Cornel West Calls Biden 'Architect Of Mass Incarceration' During 1990s
Progressive activist and scholar Cornel West, who is running a third-party presidential campaign, blamed the crack epidemic-era crime bill President Joe Biden pushed as a senator for the mass incarceration of Black people.
“Well, I think you’ll think Joe Biden contributed to a crime against humanity when he became the architect of the mass incarceration regime in the 1990s,” West told The New York Post in an interview, referring to the Violent Crime Control and Law Enforcement Act of 1994.
“I’ve taught in prison for 41 years. And the level of barbarity in our prisons has something to do with that crime bill that he put forward,” said West, 70, a former professor at Yale, Princeton and Harvard who now teaches at Union Theological Seminary.
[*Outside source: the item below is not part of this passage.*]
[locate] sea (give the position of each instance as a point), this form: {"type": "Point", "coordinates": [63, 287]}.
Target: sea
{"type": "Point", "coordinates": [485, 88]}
Former President Bill Clinton signed the crime bill that provided for 100,000 new police officers and allocated $9.7 billion for prisons and $6.1 billion for prevention programs, according to the U.S. Department of Justice. It’s the largest crime bill in the nation’s history.
Whether the legislation caused mass incarceration is a hotly debated issue. Stephen Ross Johnson, a board member of the National Association of Criminal Defense Lawyers and past president of the Tennessee Association of Criminal Defense Lawyers, told USA Today in 2020 that it is "over simplistic" to say the 1994 crime bill led to mass incarceration. Johnson said the 1994 crime bill was “a link in the chain” of federal legislation that goes back to the late 1960s and early 1970s in the war on drugs.
During his presidential campaign in 2019, Biden apologized for portions of his anti-crime legislation and has downplayed his involvement in pushing the bill through Congress, The New York Times reported in 2019. Biden said he “got stuck with” guiding the legislation because he chaired the Senate Judiciary Committee at that time. However, The Times’ investigation found that his “current characterization of his role is in many ways at odds with his own actions and rhetoric.”
In 2019, the Biden campaign sent a statement to The Times that said the then-presidential candidate had “fought to defeat systemic racism and unacceptable racial disparities for his entire career,” and that he “believes that too many people of color are in jail in this country.”
In the statement, Biden vowed as president to “fight to put an end to mandatory minimums, private prisons and cash bail, and he would support automatic expungement for marijuana offenses because he believes no one should be in jail for marijuana.”
West announced his 2024 presidential bid on June 5 as a candidate with the People’s Party. On June 13, West announced that he’s seeking the Green Party nomination “in the spirit of a broad United Front and coalition strategy,” he tweeted.
He continued his attack on Biden giving him a lackluster grade for his performance, saying that “Black folks are low priority” to the president and even alluded to doubts of Biden’s ability to hold office.
“It’s very clear that his cognitive powers are in decline,” said West.
Democratic strategist David Axelrod, a former senior adviser to former President Barack Obama, warned that West’s campaign could help former President Donald Trump return to the White House for a second term in office.
“In 2016, the Green Party played an outsized role in tipping the election to Donald Trump. Now, with Cornel West as their likely nominee, they could easily do it again. Risky business,” Axelrod tweeted.